There is also the issue of inheritance taxes - if my father dies, my mother gets everything without paying a tax. If one half of a gay couple were to die, his partner will get everything according to his will - assuming that the deceased's family doesn't challenge it. However, the government will apply the inheritance tax and take at least 30% of it. There is NO way around this.

The issue being fought over is the right to have the same little piece of paper that straight couples get that give them benefits, priviliges, and rights that should not even be under contest.

Not to mention that should I end up in the hospital, my boyfriend could get in to see my just by saying the word "fiancé" - even if my parents were to ask he not be allowed - while gay partners of years and years, even those who have gone through a religious/emotional ceremony of union, have regularly been excluded at the request of immediate family.
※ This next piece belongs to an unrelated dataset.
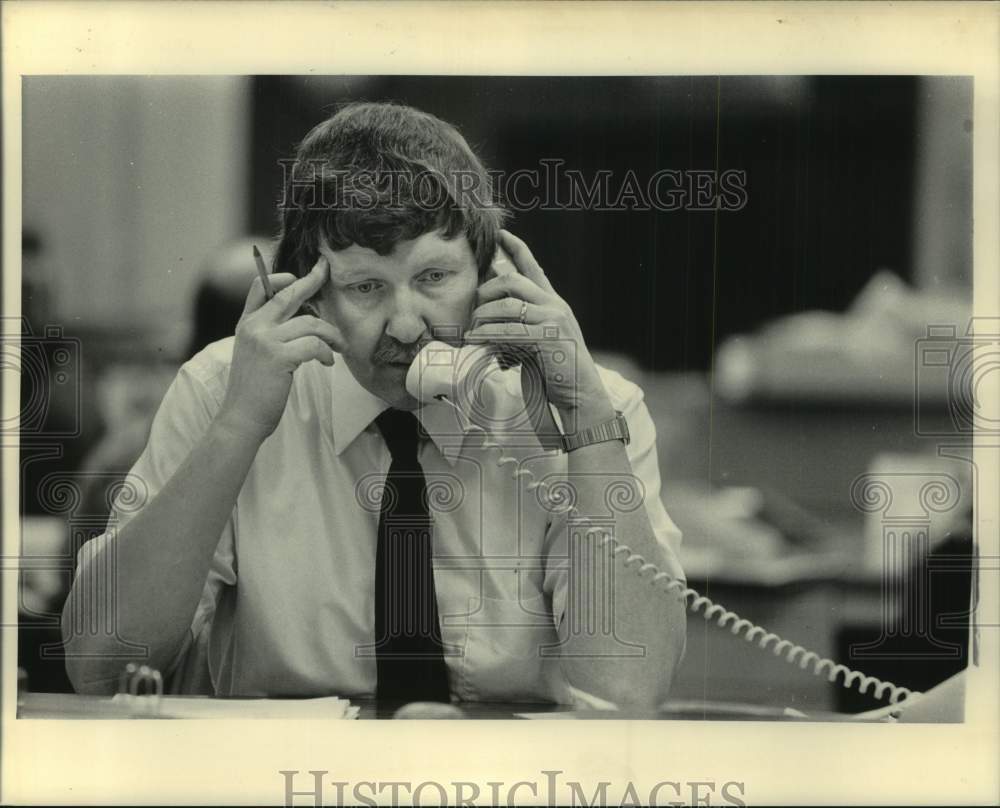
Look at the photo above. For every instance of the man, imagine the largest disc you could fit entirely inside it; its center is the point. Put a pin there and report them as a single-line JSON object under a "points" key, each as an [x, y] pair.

As for your "it sucks, but it's not really that big a deal" attitude, I have to agree with the people above who pointed out the right to vote, etc - however they left out the right of people to enter into interracial marriages (which is the SAME issue) which had to be fought for before they were recognized by the government. Taking the position that there are ways to work around discrimination so just do that and stop fighting for the equal rights that are guaranteed under the constitution, to me, is saying that you support that discrimination. If people aren't being treated fairly they have the right, nae the responsibility, to stand up for themselves. Otherwise you're just rolling over and asking the goverment to kick you in the ass some more.

And we all know that if you give the current administration any leeway to do that, they'll take that and more away from you.

Re:

Date: 2004-02-16 08:52 am (UTC)
From: [identity profile] muttnik.livejournal.com
Thanks for bringing up the issue interracial marriage. I left that out of my comment when I realized I knew a lot more about women's suffrage, but it really is the same thing. :) Excellent points!

Re:

Date: 2004-02-16 12:27 pm (UTC)
From: [identity profile] ls56.livejournal.com
do you agree that letting straight people marry and not letting gay people marry is unequal?

how would you feel, if you and lisa ever got married, i fsomeone walked up to you and said, "Its all about the money" or, "You shouldn't need the government to bless your relationship."

Re:

Date: 2004-02-16 12:58 pm (UTC)
From: [identity profile] bzarcher.livejournal.com
It's unequal, but who isn't letting them? I know several priests who will perform ceremonies with or without a license if they just go and ask, regardless of orientation.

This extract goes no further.